Acute CHF (Pulmonary Edema). Pulmonary edema is rapidly progressive and life threatening. Rapid resolution is the goal, and diuretics represent the cornerstone for acute, emergency management. Furosemide administered intravenously causes peak diuresis within 20-30 minutes. It inhibits renal sodium tubular reabsorption or its accompanying anions; promotes brisk diuresis; and reduces vascular volume decreasing LV filling pressures (i.e., cardiac preload) and pulmonary congestion. Initial dosage is 1-2 mg/kg IV every 30-60 minutes until dyspnea associated with congestion is reduced. Then, dosage frequency is reduced, typically to every 8-12 hours--or, the animal is changed to furosemide administration via constant rate infusion (i.e., based upon estimated dose for 24 hours). Resolution of pulmonary edema may be enhanced by application of trans-dermal 2% nitroglycerin ointment, ¼ to ½ inch q 6hr. To reduce nitrate tolerance, alternate 12 hrs with and 12 hrs without nitroglycerine therapy. Supplemental oxygen (40-60% O2-enriched inspired gas) may improve pulmonary gas exchange. Clinical improvement and resolution of congestion is indicated by reduced respiratory rate and work of breathing, resolved lung crackles, and radiographic clearing of alveolar infiltrates (usually by 24 to 36 hrs). Dehydration, azotemia, and hypokalemia can result from over-diuresis.

Chronic Diastolic Heart Failure. Chronic therapy is individualized to maintain a congestion-free state; prevent arterial thromboembolism; halt, slow, or reverse myocardial dysfunction (theoretically); promote enhanced quality of life; and prolong survival. Treatable and contributory diseases should be identified and managed (e.g., systemic hypertension, hyperthyroidism, and anemia).
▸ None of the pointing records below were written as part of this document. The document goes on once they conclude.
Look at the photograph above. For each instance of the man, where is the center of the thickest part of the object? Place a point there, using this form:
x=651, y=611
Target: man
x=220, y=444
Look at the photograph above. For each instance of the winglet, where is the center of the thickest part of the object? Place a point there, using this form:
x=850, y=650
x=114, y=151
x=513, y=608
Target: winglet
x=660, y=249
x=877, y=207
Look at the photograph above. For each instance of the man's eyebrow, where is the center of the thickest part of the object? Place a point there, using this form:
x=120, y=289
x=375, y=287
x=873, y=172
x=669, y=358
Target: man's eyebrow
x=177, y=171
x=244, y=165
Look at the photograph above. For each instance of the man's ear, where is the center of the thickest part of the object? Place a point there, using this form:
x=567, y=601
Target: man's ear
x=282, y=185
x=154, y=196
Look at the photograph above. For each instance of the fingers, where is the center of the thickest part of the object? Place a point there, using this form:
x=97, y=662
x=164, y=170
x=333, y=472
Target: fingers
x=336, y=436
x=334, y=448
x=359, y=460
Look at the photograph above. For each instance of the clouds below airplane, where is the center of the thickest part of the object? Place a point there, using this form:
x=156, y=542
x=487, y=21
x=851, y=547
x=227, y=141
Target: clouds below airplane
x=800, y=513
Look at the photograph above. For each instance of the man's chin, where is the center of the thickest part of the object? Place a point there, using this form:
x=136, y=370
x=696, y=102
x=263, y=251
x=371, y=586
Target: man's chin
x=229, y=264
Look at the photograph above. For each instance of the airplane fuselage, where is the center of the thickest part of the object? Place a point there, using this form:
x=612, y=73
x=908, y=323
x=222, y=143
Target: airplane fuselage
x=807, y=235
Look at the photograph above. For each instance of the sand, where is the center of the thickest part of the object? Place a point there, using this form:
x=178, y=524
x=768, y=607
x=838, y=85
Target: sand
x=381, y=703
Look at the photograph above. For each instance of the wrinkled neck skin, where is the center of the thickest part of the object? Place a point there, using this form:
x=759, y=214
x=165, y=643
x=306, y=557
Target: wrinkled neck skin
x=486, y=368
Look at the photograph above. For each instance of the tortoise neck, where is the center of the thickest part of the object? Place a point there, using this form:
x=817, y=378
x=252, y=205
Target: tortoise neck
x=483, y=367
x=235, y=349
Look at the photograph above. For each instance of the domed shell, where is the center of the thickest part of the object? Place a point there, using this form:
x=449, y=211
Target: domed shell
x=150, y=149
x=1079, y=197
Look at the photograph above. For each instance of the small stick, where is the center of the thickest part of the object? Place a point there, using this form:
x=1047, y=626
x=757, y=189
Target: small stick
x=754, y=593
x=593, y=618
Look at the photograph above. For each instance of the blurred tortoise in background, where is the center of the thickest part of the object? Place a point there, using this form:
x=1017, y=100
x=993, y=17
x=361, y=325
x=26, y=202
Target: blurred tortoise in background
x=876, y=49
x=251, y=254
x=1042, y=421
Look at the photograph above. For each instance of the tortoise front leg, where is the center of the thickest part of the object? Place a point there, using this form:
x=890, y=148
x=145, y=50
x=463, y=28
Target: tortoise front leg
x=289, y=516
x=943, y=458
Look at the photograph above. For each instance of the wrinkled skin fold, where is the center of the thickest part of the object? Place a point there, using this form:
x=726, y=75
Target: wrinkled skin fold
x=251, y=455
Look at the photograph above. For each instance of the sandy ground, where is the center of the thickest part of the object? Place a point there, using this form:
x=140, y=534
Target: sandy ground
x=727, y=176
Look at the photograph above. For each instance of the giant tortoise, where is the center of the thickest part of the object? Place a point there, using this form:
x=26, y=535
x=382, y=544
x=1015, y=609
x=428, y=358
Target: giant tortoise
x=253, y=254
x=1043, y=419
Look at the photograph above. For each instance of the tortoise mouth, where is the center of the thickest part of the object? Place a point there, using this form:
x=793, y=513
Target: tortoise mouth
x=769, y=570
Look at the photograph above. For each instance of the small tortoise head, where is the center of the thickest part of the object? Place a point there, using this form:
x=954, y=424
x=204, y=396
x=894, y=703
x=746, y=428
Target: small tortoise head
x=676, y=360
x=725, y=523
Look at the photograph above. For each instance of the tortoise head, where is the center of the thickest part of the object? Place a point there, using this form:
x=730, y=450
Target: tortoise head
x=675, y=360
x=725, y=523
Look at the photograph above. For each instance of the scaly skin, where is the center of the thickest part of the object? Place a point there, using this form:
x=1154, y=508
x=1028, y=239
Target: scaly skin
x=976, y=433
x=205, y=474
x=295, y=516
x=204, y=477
Therapy for each case must ultimately be individualized.

Furosemide is gradually decreased to the lowest effective dosage, typically, 6.25-12.5 mg q 12-24h). Some cats remain stable on 1-2 mg/kg PO given every other day while in others, diuretics may be used twice weekly or even discontinued.

Ideally, treatment should be guided by clinical evidence that one or more drugs are safe and effective. The foundation of evidence-based medicine is randomized clinical trials designed to evaluate effects of specific therapies on morbidity and mortality. To help assess scientific data with an evidence-based perspective, one widely held technique qualifies clinical data according to four categories of evidence type (e.g., Type A evidence results from large, prospective, randomized, controlled clinical trials designed to assess treatment and outcome; type D evidence is anecdotal or personal experience).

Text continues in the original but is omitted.